John Rhys Davies (born John Rees Davies; 11 November 1890 – 27 January 1953) was a Welsh Anglican priest of the Church in Wales, he served as Archdeacon of Merioneth from 1952 until his sudden death in January 1953.

== Life ==
John Rees Davies was born on 11 November 1890 in Llandisilio, Cardiganshire, the second child of Rev. Thomas Rees Davies and Elizabeth, née Williams. He was educated at Jesus College, Oxford and St David's College, Lampeter. During his time at Oxford Davies was a member of the Cambrian Society and 21s Society. He was ordained as a Deacon in March 1914 and then served temporarily as chaplain to the Forces from 1917 to 1919 during World War I. Some time after the war, he changed his middle name from Rees to Rhys, possibly after the principal of Jesus College Sir John Rhys. Between 1925 and 1932, he was rector of Llangranog and from 1932 to 1937 of Llangefni and Tregaian.
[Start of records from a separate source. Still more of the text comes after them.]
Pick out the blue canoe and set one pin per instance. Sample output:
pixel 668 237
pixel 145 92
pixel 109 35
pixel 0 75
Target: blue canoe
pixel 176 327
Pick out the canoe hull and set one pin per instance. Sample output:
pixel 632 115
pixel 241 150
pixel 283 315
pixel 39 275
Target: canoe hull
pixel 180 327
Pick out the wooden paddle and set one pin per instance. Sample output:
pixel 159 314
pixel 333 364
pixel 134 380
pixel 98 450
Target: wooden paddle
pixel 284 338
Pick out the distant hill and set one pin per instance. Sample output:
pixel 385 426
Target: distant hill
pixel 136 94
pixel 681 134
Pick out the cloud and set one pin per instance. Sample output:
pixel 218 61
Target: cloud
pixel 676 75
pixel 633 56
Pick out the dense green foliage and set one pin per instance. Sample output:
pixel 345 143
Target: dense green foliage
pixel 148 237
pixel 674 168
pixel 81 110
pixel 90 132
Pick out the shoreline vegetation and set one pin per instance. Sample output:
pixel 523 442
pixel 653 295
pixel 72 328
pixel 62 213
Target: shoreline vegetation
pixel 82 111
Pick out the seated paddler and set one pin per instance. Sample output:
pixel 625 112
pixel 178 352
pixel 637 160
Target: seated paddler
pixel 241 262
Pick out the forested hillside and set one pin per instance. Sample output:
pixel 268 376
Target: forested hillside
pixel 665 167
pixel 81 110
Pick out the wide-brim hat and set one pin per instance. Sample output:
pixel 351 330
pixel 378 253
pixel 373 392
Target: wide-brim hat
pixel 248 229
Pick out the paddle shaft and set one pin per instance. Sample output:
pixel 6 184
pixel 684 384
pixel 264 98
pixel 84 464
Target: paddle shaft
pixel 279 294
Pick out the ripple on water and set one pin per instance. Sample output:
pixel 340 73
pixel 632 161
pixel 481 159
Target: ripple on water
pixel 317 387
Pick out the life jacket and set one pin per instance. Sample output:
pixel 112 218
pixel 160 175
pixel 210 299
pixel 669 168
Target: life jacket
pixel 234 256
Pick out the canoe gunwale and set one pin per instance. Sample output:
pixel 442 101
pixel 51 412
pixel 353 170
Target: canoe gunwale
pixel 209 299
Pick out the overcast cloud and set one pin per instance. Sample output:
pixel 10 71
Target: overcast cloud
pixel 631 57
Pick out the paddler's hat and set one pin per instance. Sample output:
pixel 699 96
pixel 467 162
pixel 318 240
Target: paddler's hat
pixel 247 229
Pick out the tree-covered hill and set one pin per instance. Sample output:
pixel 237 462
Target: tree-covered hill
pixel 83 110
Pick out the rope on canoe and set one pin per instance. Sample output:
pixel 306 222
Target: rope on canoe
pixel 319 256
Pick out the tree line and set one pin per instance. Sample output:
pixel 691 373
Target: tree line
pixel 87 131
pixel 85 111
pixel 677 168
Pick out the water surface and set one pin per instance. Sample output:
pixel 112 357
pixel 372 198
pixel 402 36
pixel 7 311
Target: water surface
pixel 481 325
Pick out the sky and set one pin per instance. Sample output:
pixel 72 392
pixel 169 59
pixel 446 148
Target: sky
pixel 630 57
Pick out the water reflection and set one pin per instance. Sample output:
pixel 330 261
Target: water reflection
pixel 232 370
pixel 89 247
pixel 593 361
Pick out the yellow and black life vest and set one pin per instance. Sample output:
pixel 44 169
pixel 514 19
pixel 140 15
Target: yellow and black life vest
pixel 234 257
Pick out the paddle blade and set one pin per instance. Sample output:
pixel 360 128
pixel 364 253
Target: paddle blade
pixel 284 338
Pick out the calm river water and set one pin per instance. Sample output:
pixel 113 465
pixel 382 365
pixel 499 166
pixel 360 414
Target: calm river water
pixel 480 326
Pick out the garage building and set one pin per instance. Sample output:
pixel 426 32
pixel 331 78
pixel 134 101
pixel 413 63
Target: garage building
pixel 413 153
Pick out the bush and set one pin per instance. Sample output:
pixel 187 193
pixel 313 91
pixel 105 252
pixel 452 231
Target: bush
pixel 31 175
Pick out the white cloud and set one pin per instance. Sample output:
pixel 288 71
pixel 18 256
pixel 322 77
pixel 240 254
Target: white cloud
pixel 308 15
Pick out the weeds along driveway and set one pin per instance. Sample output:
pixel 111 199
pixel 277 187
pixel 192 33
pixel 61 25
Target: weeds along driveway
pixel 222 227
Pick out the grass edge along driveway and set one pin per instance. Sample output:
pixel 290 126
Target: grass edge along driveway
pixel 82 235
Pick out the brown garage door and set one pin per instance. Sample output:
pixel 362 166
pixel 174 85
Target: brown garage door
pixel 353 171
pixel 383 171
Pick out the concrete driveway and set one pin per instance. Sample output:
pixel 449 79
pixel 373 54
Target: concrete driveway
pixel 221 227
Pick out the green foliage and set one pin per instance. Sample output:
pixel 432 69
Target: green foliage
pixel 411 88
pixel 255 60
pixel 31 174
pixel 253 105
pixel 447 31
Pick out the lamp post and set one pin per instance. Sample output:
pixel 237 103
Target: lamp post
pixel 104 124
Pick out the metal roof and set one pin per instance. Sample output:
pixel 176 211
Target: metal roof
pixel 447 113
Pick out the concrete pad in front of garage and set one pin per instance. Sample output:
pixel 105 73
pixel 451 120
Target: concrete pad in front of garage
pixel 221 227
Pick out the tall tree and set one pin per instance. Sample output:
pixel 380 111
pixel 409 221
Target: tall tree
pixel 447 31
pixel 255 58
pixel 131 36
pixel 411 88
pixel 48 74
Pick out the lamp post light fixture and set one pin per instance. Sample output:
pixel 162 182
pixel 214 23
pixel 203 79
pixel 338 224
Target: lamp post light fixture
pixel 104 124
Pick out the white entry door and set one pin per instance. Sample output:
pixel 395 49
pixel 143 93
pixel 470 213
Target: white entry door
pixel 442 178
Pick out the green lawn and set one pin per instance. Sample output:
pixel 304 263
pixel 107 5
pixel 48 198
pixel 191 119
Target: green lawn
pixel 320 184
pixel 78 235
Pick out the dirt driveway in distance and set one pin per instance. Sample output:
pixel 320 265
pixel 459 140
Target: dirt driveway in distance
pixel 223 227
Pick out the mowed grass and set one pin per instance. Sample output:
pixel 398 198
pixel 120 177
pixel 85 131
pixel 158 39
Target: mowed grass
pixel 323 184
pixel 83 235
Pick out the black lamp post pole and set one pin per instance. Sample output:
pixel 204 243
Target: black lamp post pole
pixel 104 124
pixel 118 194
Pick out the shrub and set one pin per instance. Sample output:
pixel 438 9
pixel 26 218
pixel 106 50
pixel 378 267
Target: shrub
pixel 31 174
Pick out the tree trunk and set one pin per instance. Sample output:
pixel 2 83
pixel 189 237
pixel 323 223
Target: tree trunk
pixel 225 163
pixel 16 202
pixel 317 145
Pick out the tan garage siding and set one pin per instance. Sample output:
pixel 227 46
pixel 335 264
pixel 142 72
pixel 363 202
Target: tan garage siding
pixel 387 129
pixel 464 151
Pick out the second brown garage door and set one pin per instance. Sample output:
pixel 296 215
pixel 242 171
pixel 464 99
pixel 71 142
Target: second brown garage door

He then served as vicar of St James' Church, Bangor, until 1952. During this time, in 1941, he was appointed a canon of Bangor Cathedral. He was then appointed Archdeacon of Merioneth in March 1952 by the Bishop of Bangor, John Jones, after the resignation of former Archdeacon David Jenkins. He died on 27 January 1953, aged 62, at his home The Vicarage in Arthog.

== Family ==
Davies was born into a family of famous Welsh clergymen, including his father Rev. Thomas Rees Davies, who served as vicar of Llanfihangel-y-Creuddyn, and his Great-Grandfather Rev. Evan Jones of Crugybar. His uncle, John Davies Williams, was the Town Clerk of Southport who married the younger sister of the Liberal politician, Sir Joseph Leese.